Gli sceneggiatori vengono dai "pool di sceneggiatori" dietro ad Iron Man, Punisher Warzone e Transformers: Last Knight. Saranno probabilmente dietro al prossimo Transformers e sono accreditati pure per il grande ri-lancio nel 2021, dopo il catastrofico e amatissimo film anni '80 con Dolph Lundgren, dei Masters of the Universe. Il fatto è che questo MIB è (e pure per il futuro sarà per ora) l'unico film con loro "soli alla sceneggiatura", senza nel pool degli autori gente come Hank Ostby e Mark Fergus (Children of Men), Nick Santora (Prison Break, Lie to me), Ken Nolan (Black Hawk Down), David S.Goyer (lo sceneggiatore della trilogia di Nolan sul Cavaliere Oscuro, trilogia e serie TV di Blade, Dark City, l'imminente nuovo Terminator). E loro due non sembrano aver imparato molto dai loro più illustri colleghi. 
Può essere che Sony abbia deciso di calcare il "girl power malato" dopo gli "ottimi" risultati del remake tutto al femminile di Ghostbusters
Chris Hemsworth e Tessa Thompson, che entrambi hanno già dimostrato un bel feeling in Thor 3 e singolarmente sono validissimi attori, in questo MIB international sono anime perse che vagano sui set senza mai davvero incontrarsi e risultando stucchevoli quelle volte che lo fanno. La parte della Ferguson e il "pedino" con in originale la voce del simpatico Kumail Nanjiani sono gustose e in linea con l'immaginario classico della serie, Liam Neeson ed Emma Thompson sono criminalmente sotto sfruttati. Rafe Spall ha sulle spalle il carico di un personaggio antipatico che però deve titanicamente "far succedere le cose", a confronto con un cast semi-immobile. 

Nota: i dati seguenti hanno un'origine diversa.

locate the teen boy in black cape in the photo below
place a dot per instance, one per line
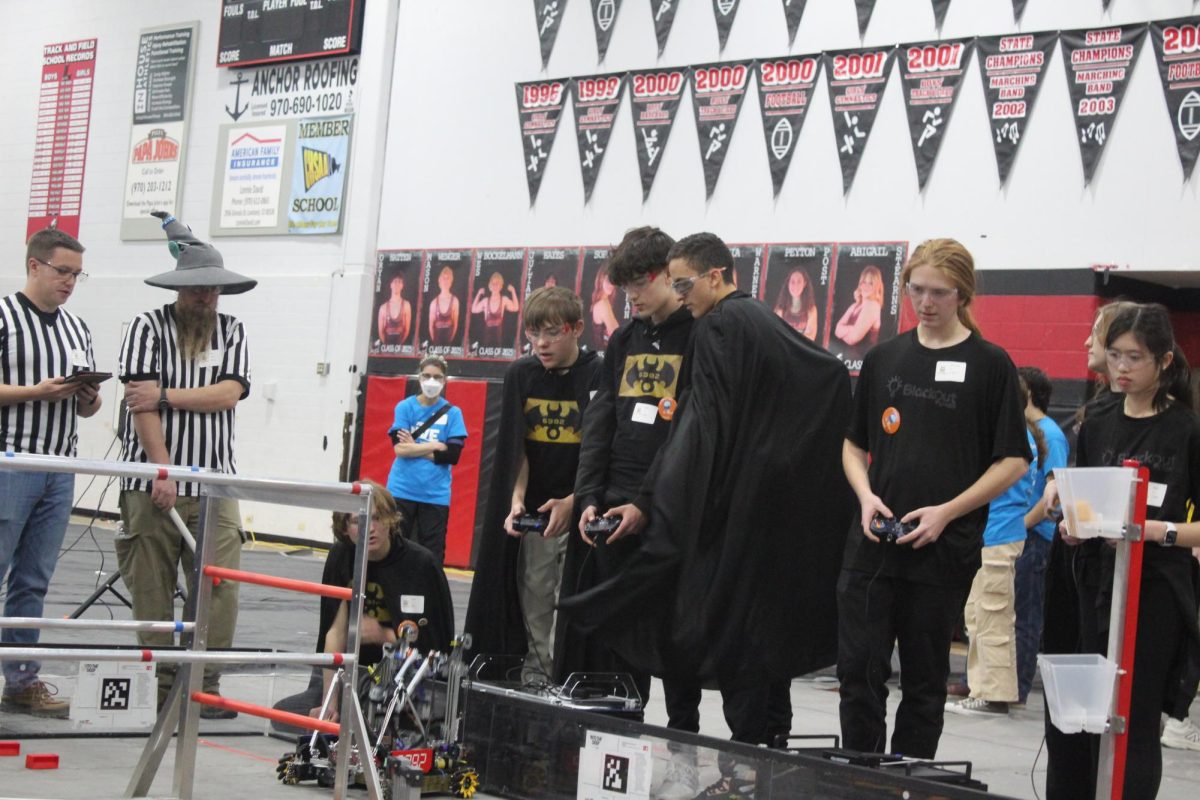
(511, 606)
(736, 576)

Il ritmo della pellicola è impreciso. Parte quasi bene, diventa confuso, si perde nel sud Italia e poi nel deserto, trova una svolta poco interessante a cui tutto il pubblico già pensato, anche chi si trovava in una sala diversa. Si chiude nel modo più insulso possibile. Il girl power "malato" rende pesanti e indigesti moltissimi passaggi narrativi. 

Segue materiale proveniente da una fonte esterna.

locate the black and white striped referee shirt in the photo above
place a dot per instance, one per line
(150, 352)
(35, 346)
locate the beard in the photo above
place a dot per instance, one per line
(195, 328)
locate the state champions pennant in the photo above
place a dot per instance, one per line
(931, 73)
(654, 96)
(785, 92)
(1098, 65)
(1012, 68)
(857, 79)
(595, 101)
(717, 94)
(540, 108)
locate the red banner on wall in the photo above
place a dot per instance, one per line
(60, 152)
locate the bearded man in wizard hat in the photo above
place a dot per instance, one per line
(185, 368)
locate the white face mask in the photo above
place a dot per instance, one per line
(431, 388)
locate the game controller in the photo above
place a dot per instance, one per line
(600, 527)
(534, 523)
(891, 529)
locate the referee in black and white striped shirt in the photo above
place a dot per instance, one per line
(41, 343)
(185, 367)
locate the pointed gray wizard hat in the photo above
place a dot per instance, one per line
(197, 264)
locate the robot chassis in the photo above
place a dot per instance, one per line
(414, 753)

- Finale: nonostante i fan della saga potranno trovare comunque qualcosa di carino e in fondo divertirsi nella visione, MIB International è uno spettacolo al di sotto delle aspettative, gestito in modo un po' approssimativo, poco gustoso anche solo suo lato visivo, con al centro una coppia che nonostante gli sforzi non sembra mai trovare la chimica giusta. Sembra più che un intrattenimento da grande schermo uno di quegli episodi intermedi di una serie TV, votati per ristrettezze di budget al risparmio a tutti i costi su maestranze, effetti, numero di riprese. Niente di irrimediabile, ma per fare un paragone con 007 è come quando si è passati da Una cascata di diamanti con Connery al tristissimo Vivi e lascia morire con Moore (vi invito a riguardarlo oggi, se ne avete il coraggio, per tutta l'oscena sequenza delle "barchette").